A quick search at the Monster.com job board shows companies looking for a "Creative Strategist & Storyteller", a "Creative Technologist" and a "Creative Services Coordinator". The work sounds interesting. Just as interesting as the job of writing books with titles such as Bullshit Jobs, maybe. Is that a bullshit job, too?
Before Graeber answers, he opens a water bottle and places 11 capsules and tablets on the hotel room table. "Two are for blood pressure," he says. The rest are vitamin supplements.
Whatever one thinks of academics and authors, it cannot be said that Graeber doesn't work hard at both occupations. His books so far include Lost People: Magic and the Legacy of Slavery in Madagascar; Debt: The First 5,000 Years and The Democracy Project: A History, a Crisis, a Movement. He's currently working on a new one, about cities.
Challenges of automation
Anthropologists, academics and authors are interesting topics, David Graeber says, but what he wants to talk about is a different "A" word: automation. "Robots really are leading to significant gains in productivity in manufacturing, meaning that workers are downsized," he comments. "But there's the same tendency to add useless levels of managers between the boss and the venture capitalists and the workers."

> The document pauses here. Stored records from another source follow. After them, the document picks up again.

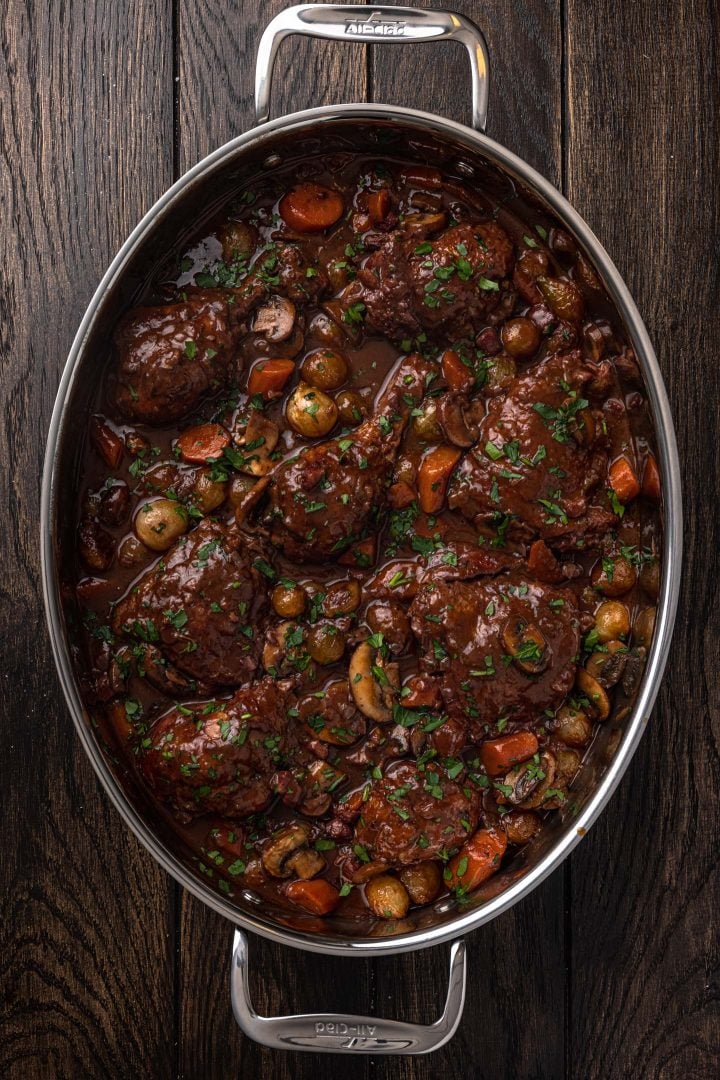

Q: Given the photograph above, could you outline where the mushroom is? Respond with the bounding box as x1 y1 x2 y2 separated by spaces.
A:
623 645 648 698
585 642 628 689
235 409 280 476
575 667 610 720
503 619 549 675
253 296 296 342
285 848 326 881
437 391 479 449
260 821 310 878
350 859 388 885
515 751 556 810
349 642 400 724
365 874 410 919
499 754 555 806
262 622 304 675
398 862 443 904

He's critical of "surveillance capitalism", which centres on data collected by monitoring people's activities online and in the real world. "We see companies creating more bullshit jobs to manage and watch workers, thereby making their jobs shittier," he says. "But you could argue that the surveillance jobs aren't really bullshit, because they are doing something, even if it's something not very nice," he adds.
His real passion, however, is reserved for what he calls "the caring sector" – health, education and social services. "The creation of meaningless administrative jobs and the related bullshitization of real work that forces nurses, doctors and teachers to fill out endless forms all day is lowering productivity massively and making work and life shittier," he says.
Is there a solution? Graeber is a fan of the "basic income" – the idea that governments should give us all cash every month, no questions asked. Most people, Graeber says, would be better off living on "free" money instead of doing soulless jobs. The basic income would pay people for those essential "invisible" forms of work, such as caring for sick relatives, visiting the lonely or doing housework, and it would also support underpaid workers. Right now, the idea of paying people for being alive is the kind of thing only a radical professor can take seriously because economies and societies would have to be reordered dramatically for a world based on paid leisure rather than paid labour.
David Graeber disagrees. He's convinced that our economic system is irrational because the idea of eliminating meaningless work is considered to be the problem, not the solution.
Third book story: in 1923, F. Scott Fitzgerald decided to write "something new – something extraordinary and beautiful and simple". When he finished the book, he suggested that it should be called Under the Red, White, and Blue. His editor, Maxwell Perkins, gave it a shorter title: The Great Gatsby. In 2013, David Graeber wrote a magazine article titled "On the Phenomenon of Bullshit Jobs" and, five years later, it became a book: Bullshit Jobs. A short book title is better than a long one, and a good book title is best of all.